Eco-Pesa

ISO 4217
- Code: none

Unit
- Unit: Eco-Pesa, Pesa
- Symbol: /ep‎

Demographics
- Date of introduction: May 2010
- User(s): Kenya

Issuance
- Central bank: Grassroots Economics
- Website: grassrootseconomics.org

= Eco-Pesa =

Kenyan complementary currency

Eco-Pesa is the name of a Kenyan community currency, used to reduce poverty and support environmental conservation in a slums areas inside the Kongowea Location, Mombasa District, Kenya. Pesa is a Swahili word for money. Eco-Pesa's was in circulation for one year and was considered the pilot that resulted in the more sustainable Bangla-Pesa model of community currencies that have been duplicated in five communities in Kenya and two in South Africa.

==Issuance==
Residents could obtain Eco-Pesa through being part of a business network or participating in community events (such as trash collection days) or through local sales and services.

==Introduction==
Eco-Pesa were introduced by William O. Ruddick, May 2010 to three slum villages (or informal settlements) inside the Kongowea Location in Mombasa County, namely: Kisimu Ndogo, Shauri Yako and Mnazi Mmoja. Once registered, local businesses become part of a business Network. Once in this network, businesses are allowed to exchange their Eco-Pesa Voucher for Kenyan shillings backed by donor funds. They also receive business and environmental training. Businesses included but were not limited to general shops, pharmacies, health clinics, child care, haircuts, charcoal kiosks, produce sellers, poultry sellers, transportation providers, water sellers, and distributors. The Eco-Pesa themselves were security printed with several security features including: Visicoin printing, UV ink, security designed backgrounds and watermarked paper with UV fibers, as well as serial numbering.

The Eco-Pesa vouchers were available in 5/ep, 10/ep, and 20/ep denominations and depict local landmarks such as the Kengelele Bell, Nyali Beach and the Nayli Bridge.

The advantages of local currencies for the empowerment of women was demonstrated through this first phase of eco-pesa, as many women set up their own businesses with eco-pesa.

The first experiments were run under supervision by Koru while Mr. Ruddick also served as director of Green World Campaign's Kenya chapter in Mombasa. Eco-Pesa was originally developed with assistance from Green World Campaign and its founder and executive director, Marc Barasch.

==Post Eco-Pesa Pilot Expansion==
William O. Ruddick later founded Grassroots Economics Foundation and in 2013 developed the Bangla-Pesa model based on the results of Eco-Pesa, in the informal settlement of Bangladesh, Kenya. Grassroots Economics is working to employ mobile phone systems to trade community currency. The Bangla-Pesa uses a mutual credit model where there is no longer need for national currency or donor funds to keep it running.

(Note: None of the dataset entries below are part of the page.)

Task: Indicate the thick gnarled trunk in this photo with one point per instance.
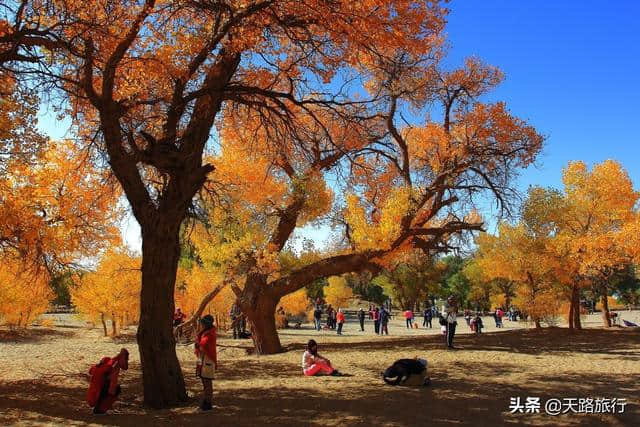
(161, 373)
(262, 321)
(258, 303)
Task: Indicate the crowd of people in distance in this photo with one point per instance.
(104, 388)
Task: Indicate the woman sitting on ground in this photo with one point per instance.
(314, 364)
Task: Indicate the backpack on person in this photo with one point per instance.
(442, 320)
(99, 375)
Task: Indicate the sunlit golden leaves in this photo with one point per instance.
(112, 291)
(24, 294)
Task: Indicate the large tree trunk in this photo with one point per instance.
(191, 322)
(104, 325)
(571, 310)
(161, 373)
(606, 320)
(259, 305)
(575, 302)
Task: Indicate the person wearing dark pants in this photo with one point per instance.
(408, 315)
(451, 311)
(384, 321)
(207, 359)
(104, 389)
(376, 320)
(340, 320)
(451, 331)
(428, 316)
(361, 319)
(317, 316)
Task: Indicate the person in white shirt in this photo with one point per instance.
(450, 314)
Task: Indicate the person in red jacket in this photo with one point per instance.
(207, 359)
(104, 388)
(340, 320)
(408, 316)
(313, 364)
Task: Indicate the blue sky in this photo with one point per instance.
(572, 69)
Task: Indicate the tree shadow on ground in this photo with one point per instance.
(447, 401)
(531, 341)
(257, 391)
(31, 335)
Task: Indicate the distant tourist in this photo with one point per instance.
(451, 312)
(477, 323)
(408, 316)
(385, 316)
(361, 318)
(467, 317)
(207, 362)
(317, 317)
(427, 318)
(499, 315)
(340, 320)
(178, 317)
(376, 320)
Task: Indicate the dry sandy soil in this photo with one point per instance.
(42, 378)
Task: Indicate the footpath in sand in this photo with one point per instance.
(43, 380)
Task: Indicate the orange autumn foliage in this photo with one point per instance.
(193, 284)
(296, 303)
(112, 291)
(24, 294)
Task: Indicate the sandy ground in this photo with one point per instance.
(42, 377)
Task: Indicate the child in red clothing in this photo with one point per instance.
(207, 359)
(314, 364)
(104, 388)
(340, 320)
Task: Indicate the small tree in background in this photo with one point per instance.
(337, 293)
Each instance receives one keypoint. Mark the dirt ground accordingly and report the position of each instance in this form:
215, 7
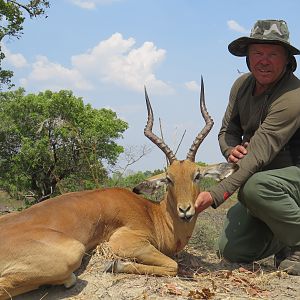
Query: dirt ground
202, 275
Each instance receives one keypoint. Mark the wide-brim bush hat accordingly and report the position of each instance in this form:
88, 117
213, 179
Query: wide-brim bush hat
264, 32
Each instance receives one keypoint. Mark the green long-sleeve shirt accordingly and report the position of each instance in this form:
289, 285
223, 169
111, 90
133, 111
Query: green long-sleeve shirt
270, 123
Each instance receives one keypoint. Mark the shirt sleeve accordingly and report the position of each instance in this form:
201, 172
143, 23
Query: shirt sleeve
280, 124
230, 133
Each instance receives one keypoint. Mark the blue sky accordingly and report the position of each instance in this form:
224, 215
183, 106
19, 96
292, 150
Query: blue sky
105, 51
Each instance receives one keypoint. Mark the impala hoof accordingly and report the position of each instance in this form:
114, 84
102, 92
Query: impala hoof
71, 281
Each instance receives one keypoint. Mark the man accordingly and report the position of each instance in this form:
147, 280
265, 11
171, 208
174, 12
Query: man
261, 133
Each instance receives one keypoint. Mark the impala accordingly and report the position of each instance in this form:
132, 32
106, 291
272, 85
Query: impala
45, 243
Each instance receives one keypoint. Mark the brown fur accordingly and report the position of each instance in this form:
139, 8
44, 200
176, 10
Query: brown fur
45, 243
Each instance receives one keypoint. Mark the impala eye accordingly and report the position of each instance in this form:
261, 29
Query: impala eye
169, 180
197, 177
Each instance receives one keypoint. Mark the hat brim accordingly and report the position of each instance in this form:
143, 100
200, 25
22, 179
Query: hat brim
239, 47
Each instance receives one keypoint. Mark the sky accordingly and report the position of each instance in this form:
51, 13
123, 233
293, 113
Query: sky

Other currencies in Kenya that follow the Bangla-Pesa model include: Gatina-Pesa in Kawangware, Kangemi-Pesa in Kangemi, Lindi-Pesa in Kibera, Ng'ombeni-Pesa in Mikindani. K'Mali in Kokstad South Africa as well as Berg-Rand or BRAND in Bergrivier South Africa also follow a similar model.

All local currencies that emerged after the Eco-Pesa in Kenya (five in 2016) experience are now grouped under the label Sarafu-Credit, but they originally were issued under the supervision of an association named Koru Kenya, which does no longer exist.

== Allegation of forgery and Indiegogo online petition ==
On 29 May 2013, Will Ruddick was arrested with five other members of Koru Kenya, under the suspicion of forgery and being linked to the Mombasa Republican Council (MRC). The link to the MRC was dropped first, but the Central bank of Kenya filled in a charge for forgery.

An Indiegogo online petition was issued to gain support and financial assistance to the 6 arrested members of Koru Kenya. The petition managed to raise a total of 8835 euros.

The group was released very quickly and forgery but was released a few months later as the charges were never proved.